The devastating hack on Sony Pictures Entertainment that humiliated the studio and caused “The Interview” to be dropped from many movie theaters is only the latest high-profile infiltration. Target, Home Depot, Dairy Queen and JPMorgan Chase are just some of the major companies that have been targeted of late, with American rivals like Russia, China and Iran frequently getting the blame.
The private sector appears to be fed up with reluctant government responses and has begun to search for new ways to counterattack, according to a report in Bloomberg News. “It’s kind of a Wild West right now,” Rep. Michael McCall, R-Texas, chairman of the House Homeland Security Committee, told the news outlet, adding that it’s possible a number of companies are striking back “without getting permission. …They’re very frustrated.”
During a 2013 meeting, a JPMorgan executive reportedly asked U.S. officials to authorize the bank to strike at foreign hackers from offshore locations. That would have allowed Chase to fire back against the Quds Force, the Iranian military’s special forces unit suspected of launching a cyberattack at the bank. The feds nixed the plan, fearing the unpredictable international reaction and lack of unassailable evidence against Iran. Recent events have shown it can be nearly impossible to determine where a hack originated.

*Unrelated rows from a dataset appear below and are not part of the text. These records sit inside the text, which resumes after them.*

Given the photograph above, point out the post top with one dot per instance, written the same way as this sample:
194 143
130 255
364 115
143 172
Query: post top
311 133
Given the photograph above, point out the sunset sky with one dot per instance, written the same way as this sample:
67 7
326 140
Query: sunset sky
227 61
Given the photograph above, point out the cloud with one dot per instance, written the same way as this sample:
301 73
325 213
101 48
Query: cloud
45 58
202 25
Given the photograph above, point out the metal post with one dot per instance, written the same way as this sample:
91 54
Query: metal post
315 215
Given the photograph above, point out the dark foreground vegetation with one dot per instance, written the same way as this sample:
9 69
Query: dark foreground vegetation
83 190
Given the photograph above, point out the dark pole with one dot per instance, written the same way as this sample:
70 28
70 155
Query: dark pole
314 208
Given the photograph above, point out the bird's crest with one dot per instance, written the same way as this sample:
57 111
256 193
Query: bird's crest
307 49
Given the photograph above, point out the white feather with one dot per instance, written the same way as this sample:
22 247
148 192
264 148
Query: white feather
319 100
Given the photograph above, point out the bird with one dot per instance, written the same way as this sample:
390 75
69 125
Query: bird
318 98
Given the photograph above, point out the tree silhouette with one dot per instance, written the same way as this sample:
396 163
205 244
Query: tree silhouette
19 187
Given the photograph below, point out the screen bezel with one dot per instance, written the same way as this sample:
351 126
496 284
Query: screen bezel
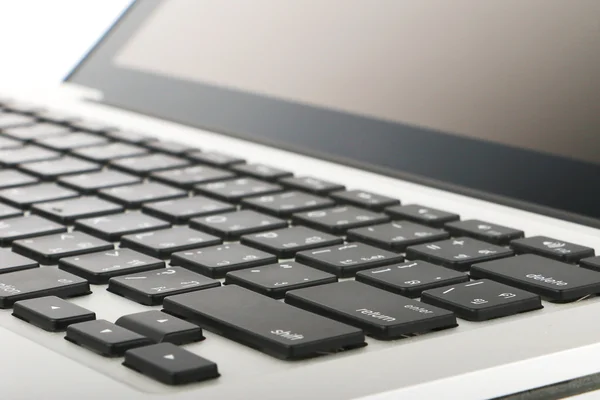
535 181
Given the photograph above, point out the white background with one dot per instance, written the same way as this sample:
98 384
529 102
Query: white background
42 40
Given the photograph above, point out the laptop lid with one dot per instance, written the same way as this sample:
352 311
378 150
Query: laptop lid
495 99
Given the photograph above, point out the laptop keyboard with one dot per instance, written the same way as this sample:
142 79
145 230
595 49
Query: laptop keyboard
292 266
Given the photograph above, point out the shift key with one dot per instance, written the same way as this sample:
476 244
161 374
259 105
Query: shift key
265 324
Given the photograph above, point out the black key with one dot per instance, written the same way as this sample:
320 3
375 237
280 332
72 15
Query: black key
310 184
261 171
459 253
361 198
133 196
89 183
12 229
380 314
98 268
51 313
216 261
287 203
556 249
411 278
275 280
553 280
422 215
262 323
25 196
346 260
112 227
11 262
112 151
72 141
231 226
339 219
482 300
170 364
285 243
397 235
145 165
190 176
25 154
67 211
236 189
179 211
49 249
39 282
52 169
215 159
150 288
161 327
12 178
105 338
165 242
37 131
477 229
9 212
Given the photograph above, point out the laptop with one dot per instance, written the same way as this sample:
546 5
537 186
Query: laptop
308 200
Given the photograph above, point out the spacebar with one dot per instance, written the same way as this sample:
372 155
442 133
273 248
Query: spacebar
265 324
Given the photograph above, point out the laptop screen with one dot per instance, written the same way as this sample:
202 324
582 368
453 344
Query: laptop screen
495 98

The FBI has consistently warned companies to avoid retaliation.
Still, sources told Bloomberg that companies are increasingly willing to respond if prodded. Look no further than Sony. When hackers calling themselves the Guardians of Peace leaked early copies of “Fury” and “Annie,” fake torrents of each movie appeared online, slowing down the computer of anyone who downloaded them. Sony has not spoken publicly on the matter.